El escaso pacifismo ante la Guerra de Ucrania
Después de Irak ha habido otros grandes conflictos, como los de Afganistán, Libia o Siria, pero la fuerza del pacifismo no ha vuelto a ser la misma, tampoco en la actual guerra de Ucrania, que sucede en las fronteras de Europa y que ha resucitado el fantasma del apocalipsis nuclear. En el caso actual la situación es muy diferente: por lo pronto, no hay de por medio las flagrantes mentiras que rodearon el caso de Irak.
“La situación merece un debate reposado, sin caer en las dicotomías”, dice Leira, “por ejemplo, cabría preguntarse si se debe aumentar el presupuesto en defensa, y de dónde se recortaría”. Ha habido movilizaciones a favor de la paz en Ucrania, pero sin seguimiento generalizado, y ciertos sectores han identificado el pacifismo con un apoyo soterrado a Putin o con posturas ingenuas. Por otro lado, existe un consenso amplio acerca de la legitimidad de Ucrania para defenderse y muchos pacifistas incluso están de acuerdo con el envío de armas de los países occidentales.

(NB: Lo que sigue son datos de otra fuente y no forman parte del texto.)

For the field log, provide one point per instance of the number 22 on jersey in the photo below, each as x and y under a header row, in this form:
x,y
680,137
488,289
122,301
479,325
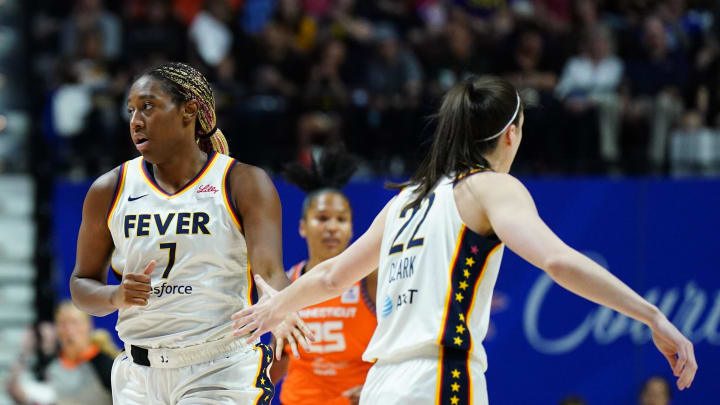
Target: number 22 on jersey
x,y
414,240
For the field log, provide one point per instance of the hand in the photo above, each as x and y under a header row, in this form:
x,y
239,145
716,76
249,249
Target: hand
x,y
353,394
671,343
262,318
134,289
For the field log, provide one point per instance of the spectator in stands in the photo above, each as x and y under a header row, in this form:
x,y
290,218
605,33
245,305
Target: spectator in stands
x,y
529,70
90,15
457,56
325,88
656,80
300,28
394,83
81,372
210,34
588,89
155,34
655,391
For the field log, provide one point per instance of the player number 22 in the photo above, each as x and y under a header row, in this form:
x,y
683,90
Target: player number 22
x,y
397,248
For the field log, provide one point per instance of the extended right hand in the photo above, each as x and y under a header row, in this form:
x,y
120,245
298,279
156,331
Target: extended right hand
x,y
134,289
677,349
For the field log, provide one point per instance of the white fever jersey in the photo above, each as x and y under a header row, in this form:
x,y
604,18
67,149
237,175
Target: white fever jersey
x,y
435,282
195,236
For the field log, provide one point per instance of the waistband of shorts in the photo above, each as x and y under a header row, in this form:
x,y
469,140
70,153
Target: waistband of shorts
x,y
185,356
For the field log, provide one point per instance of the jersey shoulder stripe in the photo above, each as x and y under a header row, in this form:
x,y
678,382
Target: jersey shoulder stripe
x,y
466,273
227,195
118,192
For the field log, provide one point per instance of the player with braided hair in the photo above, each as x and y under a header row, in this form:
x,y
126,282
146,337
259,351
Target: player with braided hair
x,y
181,225
332,372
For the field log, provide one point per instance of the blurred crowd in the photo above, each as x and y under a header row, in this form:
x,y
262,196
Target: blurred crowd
x,y
615,86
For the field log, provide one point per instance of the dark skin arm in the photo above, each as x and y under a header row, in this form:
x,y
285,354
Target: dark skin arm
x,y
88,283
258,203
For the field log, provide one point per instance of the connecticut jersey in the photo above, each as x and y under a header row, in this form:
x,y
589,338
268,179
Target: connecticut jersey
x,y
343,326
435,284
202,274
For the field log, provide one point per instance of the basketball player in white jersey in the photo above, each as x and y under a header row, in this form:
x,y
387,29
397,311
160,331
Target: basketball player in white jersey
x,y
181,225
439,244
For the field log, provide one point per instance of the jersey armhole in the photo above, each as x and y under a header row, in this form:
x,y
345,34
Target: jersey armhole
x,y
119,184
366,296
227,195
464,176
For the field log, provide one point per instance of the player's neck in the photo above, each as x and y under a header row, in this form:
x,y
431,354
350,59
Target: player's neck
x,y
312,262
497,162
179,169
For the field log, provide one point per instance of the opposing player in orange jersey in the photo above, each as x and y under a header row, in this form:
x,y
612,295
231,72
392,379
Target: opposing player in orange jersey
x,y
332,372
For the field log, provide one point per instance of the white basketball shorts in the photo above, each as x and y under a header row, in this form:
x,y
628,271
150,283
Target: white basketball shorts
x,y
445,381
239,377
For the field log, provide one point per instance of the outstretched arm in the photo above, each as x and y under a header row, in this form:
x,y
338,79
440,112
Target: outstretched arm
x,y
328,279
513,217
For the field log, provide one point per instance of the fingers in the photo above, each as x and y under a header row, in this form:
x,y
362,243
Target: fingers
x,y
137,301
679,363
137,277
300,337
133,285
688,372
150,267
293,346
279,347
672,360
265,287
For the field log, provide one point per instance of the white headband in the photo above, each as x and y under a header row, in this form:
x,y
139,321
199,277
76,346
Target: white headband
x,y
517,108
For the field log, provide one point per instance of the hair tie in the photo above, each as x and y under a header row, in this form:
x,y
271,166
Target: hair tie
x,y
517,108
209,134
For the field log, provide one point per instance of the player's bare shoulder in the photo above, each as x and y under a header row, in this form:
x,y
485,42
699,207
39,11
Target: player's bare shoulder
x,y
102,190
478,193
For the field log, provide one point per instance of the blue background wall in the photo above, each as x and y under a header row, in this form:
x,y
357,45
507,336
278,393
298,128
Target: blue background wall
x,y
659,236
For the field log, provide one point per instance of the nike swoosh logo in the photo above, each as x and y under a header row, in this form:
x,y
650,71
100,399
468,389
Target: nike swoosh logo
x,y
131,198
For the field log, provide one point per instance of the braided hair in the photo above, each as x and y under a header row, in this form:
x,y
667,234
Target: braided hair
x,y
328,173
184,83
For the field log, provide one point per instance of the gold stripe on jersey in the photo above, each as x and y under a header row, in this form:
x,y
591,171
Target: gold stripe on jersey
x,y
479,280
227,198
262,381
118,192
438,388
154,186
456,344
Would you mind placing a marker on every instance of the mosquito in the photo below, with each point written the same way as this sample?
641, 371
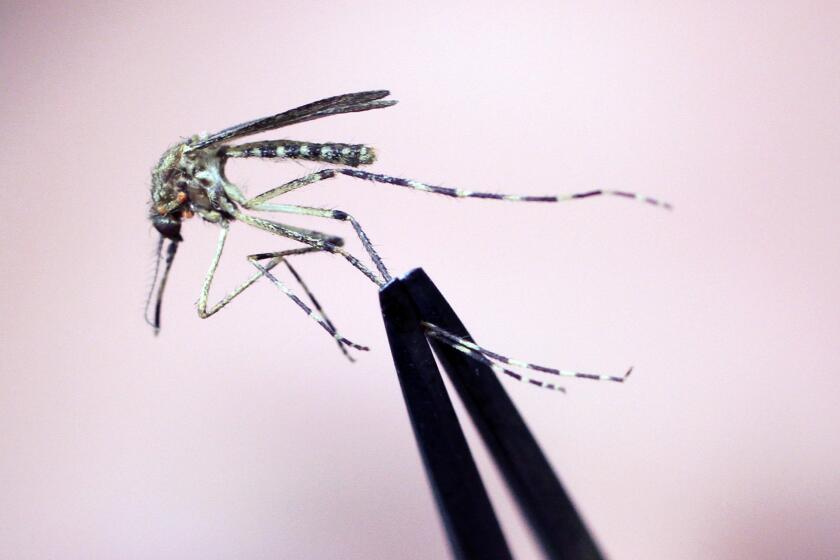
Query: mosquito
190, 180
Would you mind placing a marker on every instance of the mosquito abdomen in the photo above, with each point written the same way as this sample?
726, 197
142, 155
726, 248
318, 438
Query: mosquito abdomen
352, 155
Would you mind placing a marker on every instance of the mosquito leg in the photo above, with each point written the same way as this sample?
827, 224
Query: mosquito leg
317, 305
446, 191
335, 215
496, 368
460, 193
264, 270
282, 230
465, 344
203, 312
318, 317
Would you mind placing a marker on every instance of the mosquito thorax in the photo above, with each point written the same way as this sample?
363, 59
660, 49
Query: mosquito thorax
185, 181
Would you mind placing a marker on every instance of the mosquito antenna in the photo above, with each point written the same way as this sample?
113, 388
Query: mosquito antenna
170, 256
154, 283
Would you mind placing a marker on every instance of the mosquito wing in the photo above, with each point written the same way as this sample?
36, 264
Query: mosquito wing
347, 103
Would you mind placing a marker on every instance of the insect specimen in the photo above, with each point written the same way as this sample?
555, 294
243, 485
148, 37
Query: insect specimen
190, 180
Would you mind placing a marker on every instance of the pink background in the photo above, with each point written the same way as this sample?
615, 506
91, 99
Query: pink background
249, 436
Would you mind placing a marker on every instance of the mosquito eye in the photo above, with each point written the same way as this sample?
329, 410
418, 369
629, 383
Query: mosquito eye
168, 227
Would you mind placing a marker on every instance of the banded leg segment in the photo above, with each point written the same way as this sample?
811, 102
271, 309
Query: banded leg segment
276, 258
315, 303
284, 231
470, 347
319, 317
330, 152
339, 215
446, 191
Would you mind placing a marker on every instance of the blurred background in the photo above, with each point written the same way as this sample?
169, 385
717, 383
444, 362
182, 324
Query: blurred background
249, 435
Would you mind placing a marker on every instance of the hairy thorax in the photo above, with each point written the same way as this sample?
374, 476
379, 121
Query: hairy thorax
187, 181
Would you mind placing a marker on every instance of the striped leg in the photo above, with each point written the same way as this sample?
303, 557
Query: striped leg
319, 317
315, 302
446, 191
294, 233
335, 215
459, 193
496, 368
331, 152
276, 259
466, 345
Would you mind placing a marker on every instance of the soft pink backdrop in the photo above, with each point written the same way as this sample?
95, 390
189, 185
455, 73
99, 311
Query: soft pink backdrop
249, 436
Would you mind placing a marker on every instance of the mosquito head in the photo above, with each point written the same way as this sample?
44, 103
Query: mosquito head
168, 225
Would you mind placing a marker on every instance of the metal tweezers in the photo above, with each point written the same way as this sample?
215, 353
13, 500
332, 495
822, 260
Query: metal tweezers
468, 516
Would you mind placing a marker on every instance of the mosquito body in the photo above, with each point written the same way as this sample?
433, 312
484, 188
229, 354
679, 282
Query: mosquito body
190, 180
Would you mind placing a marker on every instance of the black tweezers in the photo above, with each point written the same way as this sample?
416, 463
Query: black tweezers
468, 516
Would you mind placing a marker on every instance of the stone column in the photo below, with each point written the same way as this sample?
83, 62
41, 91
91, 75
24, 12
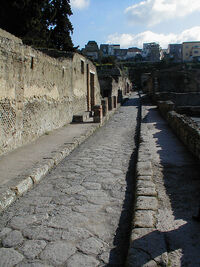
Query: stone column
114, 101
110, 103
104, 103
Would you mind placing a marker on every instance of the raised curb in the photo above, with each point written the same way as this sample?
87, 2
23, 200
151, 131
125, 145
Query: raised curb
20, 185
141, 250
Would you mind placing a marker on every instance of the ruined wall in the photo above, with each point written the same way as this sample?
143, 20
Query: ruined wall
180, 81
112, 81
39, 93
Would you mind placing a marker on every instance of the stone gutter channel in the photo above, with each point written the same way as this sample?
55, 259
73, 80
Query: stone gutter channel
146, 203
20, 185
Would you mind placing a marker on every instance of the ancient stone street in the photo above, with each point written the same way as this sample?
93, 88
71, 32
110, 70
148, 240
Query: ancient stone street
80, 214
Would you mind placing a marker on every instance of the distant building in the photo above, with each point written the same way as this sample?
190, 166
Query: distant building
191, 51
104, 50
164, 54
133, 51
121, 54
175, 52
151, 52
91, 50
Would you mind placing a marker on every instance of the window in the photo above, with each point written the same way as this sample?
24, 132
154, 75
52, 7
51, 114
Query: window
32, 62
82, 66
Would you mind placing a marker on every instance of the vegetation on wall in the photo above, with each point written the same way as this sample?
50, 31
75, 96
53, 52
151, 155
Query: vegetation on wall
40, 23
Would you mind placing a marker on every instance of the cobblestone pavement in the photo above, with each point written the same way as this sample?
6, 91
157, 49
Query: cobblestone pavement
79, 215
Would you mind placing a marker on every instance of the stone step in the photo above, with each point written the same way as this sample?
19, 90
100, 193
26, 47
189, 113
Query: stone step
81, 117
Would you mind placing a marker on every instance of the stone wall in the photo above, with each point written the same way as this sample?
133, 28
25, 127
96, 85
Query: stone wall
184, 127
179, 99
39, 93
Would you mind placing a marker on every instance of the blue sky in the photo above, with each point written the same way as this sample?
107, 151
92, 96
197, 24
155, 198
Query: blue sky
133, 22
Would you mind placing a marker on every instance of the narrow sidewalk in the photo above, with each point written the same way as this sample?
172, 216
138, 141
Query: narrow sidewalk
167, 196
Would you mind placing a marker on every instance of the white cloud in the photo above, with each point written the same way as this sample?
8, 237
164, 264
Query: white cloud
127, 40
79, 4
152, 12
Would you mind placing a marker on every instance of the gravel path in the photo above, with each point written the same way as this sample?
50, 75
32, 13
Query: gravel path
80, 214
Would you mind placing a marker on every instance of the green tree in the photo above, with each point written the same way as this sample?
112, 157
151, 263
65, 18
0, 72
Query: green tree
60, 25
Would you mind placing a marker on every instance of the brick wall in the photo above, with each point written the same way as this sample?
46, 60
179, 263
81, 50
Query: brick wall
39, 93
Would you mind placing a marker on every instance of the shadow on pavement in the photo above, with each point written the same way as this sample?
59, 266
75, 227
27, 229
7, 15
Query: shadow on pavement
181, 175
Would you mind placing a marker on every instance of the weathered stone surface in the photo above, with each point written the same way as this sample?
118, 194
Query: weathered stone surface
144, 168
9, 257
12, 239
91, 246
31, 248
146, 203
5, 231
82, 260
146, 191
57, 253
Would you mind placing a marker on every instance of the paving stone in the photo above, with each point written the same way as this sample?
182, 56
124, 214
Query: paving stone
12, 239
151, 242
31, 248
144, 168
42, 233
145, 191
9, 257
75, 234
35, 263
76, 210
57, 252
87, 208
145, 178
145, 183
82, 260
144, 218
146, 203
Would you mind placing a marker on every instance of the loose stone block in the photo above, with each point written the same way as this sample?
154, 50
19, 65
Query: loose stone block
145, 184
150, 241
144, 218
31, 248
144, 168
82, 260
146, 203
39, 173
13, 239
23, 186
145, 191
91, 246
7, 197
145, 178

¿Qué puede hacer el movimiento pacifista en esta coyuntura? “Puede hacer cosas desde la humildad, como trabajar por recibir a los refugiados ucranios y a los prófugos y desertores de ambos bandos. Y pedir un final dialogado que, contra una potencia nuclear, es el único posible”, concluye Pedro Oliver Olmo, “mientras tanto, la juventud de aquellos países sigue siendo carne de cañón”.